Bei moderner Software mit hoher Parallelisierung, vielen offenen Tabs, gleichzeitigem Streaming und Spielsitzungen mit Hintergrundaufnahme stößt die APU schneller an ihre Limits. Es ist nicht so, dass sie plötzlich unbrauchbar wäre. Aber die Reserven sind enger als bei neueren 6- oder 8-Kern-CPUs, und das merkt man vor allem dann, wenn der Rechner mehrere Aufgaben gleichzeitig tragen soll. Genau deshalb ist die integrierte Grafik der zweite große Prüfstein.

AMD Ryzen 5 2400G Prozessor-Verpackung mit Radeon Vega Grafik.

Was die Vega-11-Grafik ohne dedizierte GPU leisten kann

Die integrierte Radeon RX Vega 11 ist der Grund, warum dieser Chip überhaupt noch so oft diskutiert wird. Für einfache Systeme ersetzt sie eine separate Grafikkarte und macht den Aufbau günstiger, sparsamer und leiser. Gleichzeitig gilt: Ihre Leistung steht und fällt mit dem Arbeitsspeicher. Ein einzelner RAM-Riegel bremst die iGPU spürbar aus, deshalb ist Dual-Channel praktisch Pflicht.

Szenario Erwartung Meine Einordnung
eSports und leichtere Spiele Mit niedrigen bis mittleren Details oft gut nutzbar Der sinnvolle Kernbereich der APU
Ältere AAA-Titel Meist spielbar, oft mit reduzierter Auflösung Akzeptabel, wenn man Kompromisse annimmt
Aktuelle Blockbuster Nur mit sehr starken Abstrichen oder gar nicht Hier ist die iGPU klar überfordert
Video und Alltagsgrafik Problemlos, auch mit mehreren Displays Für Office- und Medien-PCs weiterhin angenehm

Für mich ist der 2400G deshalb keine Gaming-Lösung im klassischen Sinn, sondern ein brauchbarer Kompromiss für sparsame Systeme. Wer Indie-Spiele, ältere Klassiker oder leichte kompetitive Titel spielt, bekommt ohne dedizierte GPU ein vernünftiges Basiserlebnis. Wer dagegen moderne Grafikhungrige Spiele in Full HD mit hohen Details erwartet, wird enttäuscht. Die offizielle Display-Unterstützung bis zu mehreren Monitoren und moderne Ausgabeformate sind trotzdem ein nützlicher Bonus für Büro- und Wohnzimmer-PCs.

Genau an dieser Stelle merkt man auch, warum das Restsystem so wichtig ist: Ohne schnellen Speicher, ein stabiles BIOS und vernünftige Kühlung bleibt ein Teil des Potenzials liegen. Deshalb lohnt sich als Nächstes der Blick auf die Konfiguration.

Welche Konfiguration den größten Unterschied macht

Wenn ich den 2400G in einem realen System bewerte, schaue ich zuerst nicht auf den Prozessor allein, sondern auf RAM, Mainboard und Kühlung. Gerade bei dieser APU ist das restliche Setup fast so wichtig wie der Chip selbst. Das ist die Art von Plattform, die in einer guten Konfiguration deutlich besser wirkt als in einem halbherzigen Billigaufbau.

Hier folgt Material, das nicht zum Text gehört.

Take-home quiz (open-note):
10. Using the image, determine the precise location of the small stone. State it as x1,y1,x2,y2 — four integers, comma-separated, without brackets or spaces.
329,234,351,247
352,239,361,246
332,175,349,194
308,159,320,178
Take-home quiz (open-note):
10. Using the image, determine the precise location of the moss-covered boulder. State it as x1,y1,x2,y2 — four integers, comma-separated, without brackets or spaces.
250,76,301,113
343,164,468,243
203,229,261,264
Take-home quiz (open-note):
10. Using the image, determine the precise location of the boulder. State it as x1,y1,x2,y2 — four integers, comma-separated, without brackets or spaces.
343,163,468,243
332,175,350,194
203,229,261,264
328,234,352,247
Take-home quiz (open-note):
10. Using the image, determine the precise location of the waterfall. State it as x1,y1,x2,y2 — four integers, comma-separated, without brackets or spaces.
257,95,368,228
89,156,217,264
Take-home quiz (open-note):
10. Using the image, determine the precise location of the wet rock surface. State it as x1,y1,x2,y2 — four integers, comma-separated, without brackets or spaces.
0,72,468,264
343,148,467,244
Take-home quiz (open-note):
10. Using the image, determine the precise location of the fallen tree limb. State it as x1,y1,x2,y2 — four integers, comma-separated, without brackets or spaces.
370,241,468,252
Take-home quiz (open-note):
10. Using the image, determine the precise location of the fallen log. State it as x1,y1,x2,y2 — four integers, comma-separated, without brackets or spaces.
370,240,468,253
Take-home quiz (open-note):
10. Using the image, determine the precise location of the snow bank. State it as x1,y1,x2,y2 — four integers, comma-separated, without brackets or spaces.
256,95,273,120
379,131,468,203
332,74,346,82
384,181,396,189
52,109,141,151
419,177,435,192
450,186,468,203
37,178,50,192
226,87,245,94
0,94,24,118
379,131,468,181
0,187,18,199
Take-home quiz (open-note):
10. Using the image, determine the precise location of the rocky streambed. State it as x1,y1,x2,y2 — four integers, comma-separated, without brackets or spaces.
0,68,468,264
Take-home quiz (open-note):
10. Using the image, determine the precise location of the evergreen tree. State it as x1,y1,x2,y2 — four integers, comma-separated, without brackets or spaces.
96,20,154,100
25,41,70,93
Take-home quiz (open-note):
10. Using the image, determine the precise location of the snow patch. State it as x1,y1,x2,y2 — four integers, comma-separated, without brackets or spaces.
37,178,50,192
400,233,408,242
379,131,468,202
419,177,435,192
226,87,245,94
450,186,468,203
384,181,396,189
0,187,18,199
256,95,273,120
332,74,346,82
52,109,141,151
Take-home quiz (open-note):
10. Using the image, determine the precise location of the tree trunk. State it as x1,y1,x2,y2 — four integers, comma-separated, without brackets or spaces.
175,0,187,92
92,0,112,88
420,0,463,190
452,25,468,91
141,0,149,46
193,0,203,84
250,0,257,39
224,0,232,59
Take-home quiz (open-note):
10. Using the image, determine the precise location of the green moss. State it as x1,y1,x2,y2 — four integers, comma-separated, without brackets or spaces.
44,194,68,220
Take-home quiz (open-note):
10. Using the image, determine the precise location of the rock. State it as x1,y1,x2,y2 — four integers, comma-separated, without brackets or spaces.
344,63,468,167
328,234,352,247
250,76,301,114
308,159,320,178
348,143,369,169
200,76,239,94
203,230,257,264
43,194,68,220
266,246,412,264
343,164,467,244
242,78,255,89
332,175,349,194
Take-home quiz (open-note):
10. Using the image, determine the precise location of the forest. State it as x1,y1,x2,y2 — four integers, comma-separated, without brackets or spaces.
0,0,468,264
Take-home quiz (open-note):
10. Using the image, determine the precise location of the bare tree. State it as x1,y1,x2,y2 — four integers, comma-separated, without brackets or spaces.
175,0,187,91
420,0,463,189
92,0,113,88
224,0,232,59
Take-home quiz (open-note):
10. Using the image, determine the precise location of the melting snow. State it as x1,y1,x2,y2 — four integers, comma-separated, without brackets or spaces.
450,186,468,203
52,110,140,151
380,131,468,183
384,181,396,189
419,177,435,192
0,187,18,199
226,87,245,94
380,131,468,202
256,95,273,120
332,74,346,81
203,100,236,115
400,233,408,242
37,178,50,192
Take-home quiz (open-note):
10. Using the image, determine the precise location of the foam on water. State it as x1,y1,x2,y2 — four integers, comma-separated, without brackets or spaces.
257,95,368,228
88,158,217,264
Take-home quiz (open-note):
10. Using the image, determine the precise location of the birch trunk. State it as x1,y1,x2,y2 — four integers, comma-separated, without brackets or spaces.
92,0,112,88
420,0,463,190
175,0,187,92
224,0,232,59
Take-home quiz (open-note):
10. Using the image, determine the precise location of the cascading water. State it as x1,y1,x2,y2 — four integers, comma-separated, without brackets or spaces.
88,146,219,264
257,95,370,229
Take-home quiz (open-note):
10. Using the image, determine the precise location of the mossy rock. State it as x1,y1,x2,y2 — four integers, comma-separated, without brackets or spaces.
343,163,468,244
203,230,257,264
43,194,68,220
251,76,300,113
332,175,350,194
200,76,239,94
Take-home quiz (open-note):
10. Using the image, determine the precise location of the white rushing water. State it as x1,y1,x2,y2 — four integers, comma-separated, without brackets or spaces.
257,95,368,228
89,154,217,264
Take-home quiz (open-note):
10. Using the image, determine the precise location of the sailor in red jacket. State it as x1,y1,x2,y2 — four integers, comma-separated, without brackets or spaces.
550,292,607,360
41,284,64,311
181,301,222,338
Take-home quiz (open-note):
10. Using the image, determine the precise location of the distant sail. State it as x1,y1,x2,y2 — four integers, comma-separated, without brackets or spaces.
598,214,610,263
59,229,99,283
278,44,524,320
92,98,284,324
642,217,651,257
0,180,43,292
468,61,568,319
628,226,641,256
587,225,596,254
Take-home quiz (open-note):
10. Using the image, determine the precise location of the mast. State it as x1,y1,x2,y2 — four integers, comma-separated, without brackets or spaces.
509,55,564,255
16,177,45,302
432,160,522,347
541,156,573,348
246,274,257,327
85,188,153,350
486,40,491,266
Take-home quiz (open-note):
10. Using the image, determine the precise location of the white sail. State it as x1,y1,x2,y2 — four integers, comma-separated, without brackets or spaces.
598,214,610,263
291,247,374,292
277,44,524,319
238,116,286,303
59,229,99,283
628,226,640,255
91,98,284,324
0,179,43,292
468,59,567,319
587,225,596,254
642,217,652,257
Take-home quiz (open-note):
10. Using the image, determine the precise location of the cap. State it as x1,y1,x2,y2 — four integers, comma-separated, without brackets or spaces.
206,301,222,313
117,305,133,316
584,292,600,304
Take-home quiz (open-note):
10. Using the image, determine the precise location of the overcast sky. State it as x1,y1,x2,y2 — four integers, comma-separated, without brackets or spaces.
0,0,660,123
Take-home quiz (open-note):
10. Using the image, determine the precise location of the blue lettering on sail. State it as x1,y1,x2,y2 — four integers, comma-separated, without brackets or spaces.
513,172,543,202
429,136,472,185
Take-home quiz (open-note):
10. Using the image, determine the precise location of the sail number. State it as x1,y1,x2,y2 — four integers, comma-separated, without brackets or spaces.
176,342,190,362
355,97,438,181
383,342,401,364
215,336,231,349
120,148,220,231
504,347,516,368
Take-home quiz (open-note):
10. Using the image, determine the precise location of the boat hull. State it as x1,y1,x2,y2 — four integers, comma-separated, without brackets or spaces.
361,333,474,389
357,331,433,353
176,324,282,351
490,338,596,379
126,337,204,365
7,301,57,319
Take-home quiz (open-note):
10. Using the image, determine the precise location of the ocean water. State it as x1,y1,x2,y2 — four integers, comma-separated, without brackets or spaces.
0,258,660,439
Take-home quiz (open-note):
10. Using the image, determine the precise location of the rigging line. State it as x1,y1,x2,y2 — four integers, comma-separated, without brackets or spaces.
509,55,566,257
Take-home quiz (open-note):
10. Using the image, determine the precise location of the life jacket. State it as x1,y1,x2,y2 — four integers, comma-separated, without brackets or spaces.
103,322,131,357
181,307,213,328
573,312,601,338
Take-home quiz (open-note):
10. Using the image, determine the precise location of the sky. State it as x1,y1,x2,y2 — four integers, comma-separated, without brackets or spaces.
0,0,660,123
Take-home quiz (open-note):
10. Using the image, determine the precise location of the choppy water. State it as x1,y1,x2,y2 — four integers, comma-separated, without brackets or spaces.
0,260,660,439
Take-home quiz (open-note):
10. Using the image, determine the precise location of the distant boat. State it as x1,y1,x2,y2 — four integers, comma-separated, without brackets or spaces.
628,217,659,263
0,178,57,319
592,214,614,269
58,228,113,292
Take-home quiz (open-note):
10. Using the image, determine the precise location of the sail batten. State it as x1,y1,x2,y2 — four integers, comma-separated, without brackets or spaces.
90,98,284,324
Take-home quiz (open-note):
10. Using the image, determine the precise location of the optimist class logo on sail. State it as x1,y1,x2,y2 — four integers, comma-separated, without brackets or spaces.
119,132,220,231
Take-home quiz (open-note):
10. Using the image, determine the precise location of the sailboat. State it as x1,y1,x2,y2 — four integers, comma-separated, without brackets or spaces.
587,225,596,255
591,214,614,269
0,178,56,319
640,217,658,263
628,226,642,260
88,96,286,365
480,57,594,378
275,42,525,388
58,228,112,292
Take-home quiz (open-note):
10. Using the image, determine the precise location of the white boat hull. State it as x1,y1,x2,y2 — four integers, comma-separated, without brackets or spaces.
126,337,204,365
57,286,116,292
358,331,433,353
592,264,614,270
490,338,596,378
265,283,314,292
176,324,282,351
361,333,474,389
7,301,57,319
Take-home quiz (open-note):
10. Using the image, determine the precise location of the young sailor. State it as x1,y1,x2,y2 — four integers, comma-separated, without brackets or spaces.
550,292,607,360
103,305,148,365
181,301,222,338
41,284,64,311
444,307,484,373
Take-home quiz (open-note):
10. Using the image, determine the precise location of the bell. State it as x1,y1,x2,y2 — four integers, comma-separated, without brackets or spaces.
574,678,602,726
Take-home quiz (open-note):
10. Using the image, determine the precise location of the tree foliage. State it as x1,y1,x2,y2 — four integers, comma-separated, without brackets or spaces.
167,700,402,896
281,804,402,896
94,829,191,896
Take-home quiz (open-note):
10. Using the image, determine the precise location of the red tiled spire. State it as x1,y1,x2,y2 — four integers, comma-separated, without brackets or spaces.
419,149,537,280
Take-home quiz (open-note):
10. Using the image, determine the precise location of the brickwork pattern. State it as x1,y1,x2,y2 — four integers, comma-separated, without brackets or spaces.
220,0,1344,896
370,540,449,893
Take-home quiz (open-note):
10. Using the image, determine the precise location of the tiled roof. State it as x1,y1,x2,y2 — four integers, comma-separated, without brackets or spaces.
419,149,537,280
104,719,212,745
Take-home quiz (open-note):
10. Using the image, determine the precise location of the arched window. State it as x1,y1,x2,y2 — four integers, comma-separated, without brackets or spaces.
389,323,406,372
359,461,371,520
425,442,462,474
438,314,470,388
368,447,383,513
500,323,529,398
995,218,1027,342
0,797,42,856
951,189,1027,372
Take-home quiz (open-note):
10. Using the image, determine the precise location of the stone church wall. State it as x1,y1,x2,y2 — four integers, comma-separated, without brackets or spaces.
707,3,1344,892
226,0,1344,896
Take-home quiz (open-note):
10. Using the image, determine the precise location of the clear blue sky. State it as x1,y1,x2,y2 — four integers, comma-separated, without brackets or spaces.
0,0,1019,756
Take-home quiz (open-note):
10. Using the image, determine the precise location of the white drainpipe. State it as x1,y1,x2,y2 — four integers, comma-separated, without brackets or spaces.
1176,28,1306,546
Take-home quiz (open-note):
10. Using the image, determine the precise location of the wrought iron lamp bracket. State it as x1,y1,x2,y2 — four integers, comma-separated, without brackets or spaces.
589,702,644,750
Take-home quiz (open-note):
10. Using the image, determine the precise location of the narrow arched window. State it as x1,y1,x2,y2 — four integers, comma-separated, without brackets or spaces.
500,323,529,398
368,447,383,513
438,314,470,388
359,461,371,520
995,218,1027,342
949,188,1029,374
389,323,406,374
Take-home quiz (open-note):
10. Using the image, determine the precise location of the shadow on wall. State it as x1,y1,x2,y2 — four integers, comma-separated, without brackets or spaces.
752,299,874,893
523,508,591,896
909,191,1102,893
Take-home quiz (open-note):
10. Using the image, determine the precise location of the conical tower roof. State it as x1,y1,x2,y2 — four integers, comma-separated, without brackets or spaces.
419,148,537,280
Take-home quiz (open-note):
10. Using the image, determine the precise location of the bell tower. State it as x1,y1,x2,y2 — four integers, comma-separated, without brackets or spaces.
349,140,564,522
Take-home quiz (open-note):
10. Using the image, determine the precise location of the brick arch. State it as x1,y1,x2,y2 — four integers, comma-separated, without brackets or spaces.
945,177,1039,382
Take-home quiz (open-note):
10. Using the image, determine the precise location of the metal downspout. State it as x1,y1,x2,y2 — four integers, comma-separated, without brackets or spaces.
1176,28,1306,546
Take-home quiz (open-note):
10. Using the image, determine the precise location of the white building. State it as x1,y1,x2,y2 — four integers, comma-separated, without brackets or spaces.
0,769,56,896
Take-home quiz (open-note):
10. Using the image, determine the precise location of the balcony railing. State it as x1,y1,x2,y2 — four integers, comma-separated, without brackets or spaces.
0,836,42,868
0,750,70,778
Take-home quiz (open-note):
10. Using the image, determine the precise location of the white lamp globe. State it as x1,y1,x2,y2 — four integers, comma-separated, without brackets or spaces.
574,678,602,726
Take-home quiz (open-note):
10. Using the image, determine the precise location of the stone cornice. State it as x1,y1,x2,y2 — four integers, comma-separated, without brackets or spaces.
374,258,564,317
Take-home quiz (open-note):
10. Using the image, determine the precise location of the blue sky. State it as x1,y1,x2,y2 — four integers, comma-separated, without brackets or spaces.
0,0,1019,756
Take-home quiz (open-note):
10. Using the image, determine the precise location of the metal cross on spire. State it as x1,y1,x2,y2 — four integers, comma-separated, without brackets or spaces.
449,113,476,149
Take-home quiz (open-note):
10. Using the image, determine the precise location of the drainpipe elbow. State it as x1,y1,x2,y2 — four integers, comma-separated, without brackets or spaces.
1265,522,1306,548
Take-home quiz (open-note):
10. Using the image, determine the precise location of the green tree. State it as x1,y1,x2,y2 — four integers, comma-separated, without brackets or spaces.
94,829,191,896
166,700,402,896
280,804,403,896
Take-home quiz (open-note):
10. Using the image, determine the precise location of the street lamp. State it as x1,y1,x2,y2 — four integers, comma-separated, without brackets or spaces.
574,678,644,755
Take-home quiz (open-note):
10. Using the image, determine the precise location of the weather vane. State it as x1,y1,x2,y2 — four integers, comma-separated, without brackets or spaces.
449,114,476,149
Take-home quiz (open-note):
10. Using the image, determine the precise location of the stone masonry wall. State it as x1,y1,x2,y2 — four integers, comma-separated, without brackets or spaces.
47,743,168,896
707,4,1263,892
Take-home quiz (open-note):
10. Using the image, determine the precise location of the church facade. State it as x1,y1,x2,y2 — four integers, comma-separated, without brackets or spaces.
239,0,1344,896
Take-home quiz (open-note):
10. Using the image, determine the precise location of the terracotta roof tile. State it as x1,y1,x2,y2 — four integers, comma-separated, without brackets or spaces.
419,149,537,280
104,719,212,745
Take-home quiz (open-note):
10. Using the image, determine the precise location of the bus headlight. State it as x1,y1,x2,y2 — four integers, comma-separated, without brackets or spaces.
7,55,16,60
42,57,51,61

  • 2 x 8 GB DDR4 ist für mich die vernünftige Basis; 16 GB machen den Rechner deutlich entspannter.
  • Dual-Channel ist Pflicht, weil die integrierte Grafik darüber spürbar schneller arbeitet.
  • DDR4-2933 ist der offizielle Richtwert, aber in der Praxis lohnt sich jedes stabile Plus, das das Board und der Speicher mitmachen.
  • Ein aktuelles BIOS ist wichtig, gerade bei älteren AM4-Mainboards.
  • Die beiliegende Wraith-Stealth-Kühlung reicht oft aus, doch für leise Systeme oder leichtes Tuning ist ein besserer Kühler angenehm.
  • Ein sauberes Windows-Setup mit aktuellem Grafiktreiber ist auf dieser Plattform kein Detail, sondern Pflicht.

Der Chip ist ab Werk entsperrt, also grundsätzlich für Tuning geeignet, aber ich würde daraus keinen großen Leistungssprung erwarten. Bei dieser Klasse bringen ein guter RAM-Satz und saubere Temperaturen in der Praxis oft mehr als aggressives Overclocking. Wer die Plattform stabil betreibt, gewinnt mehr als jemand, der sie bis an die Kante treibt. Und genau im Vergleich mit neueren Ryzen-APUs wird dann klar, wo der 2400G heute steht.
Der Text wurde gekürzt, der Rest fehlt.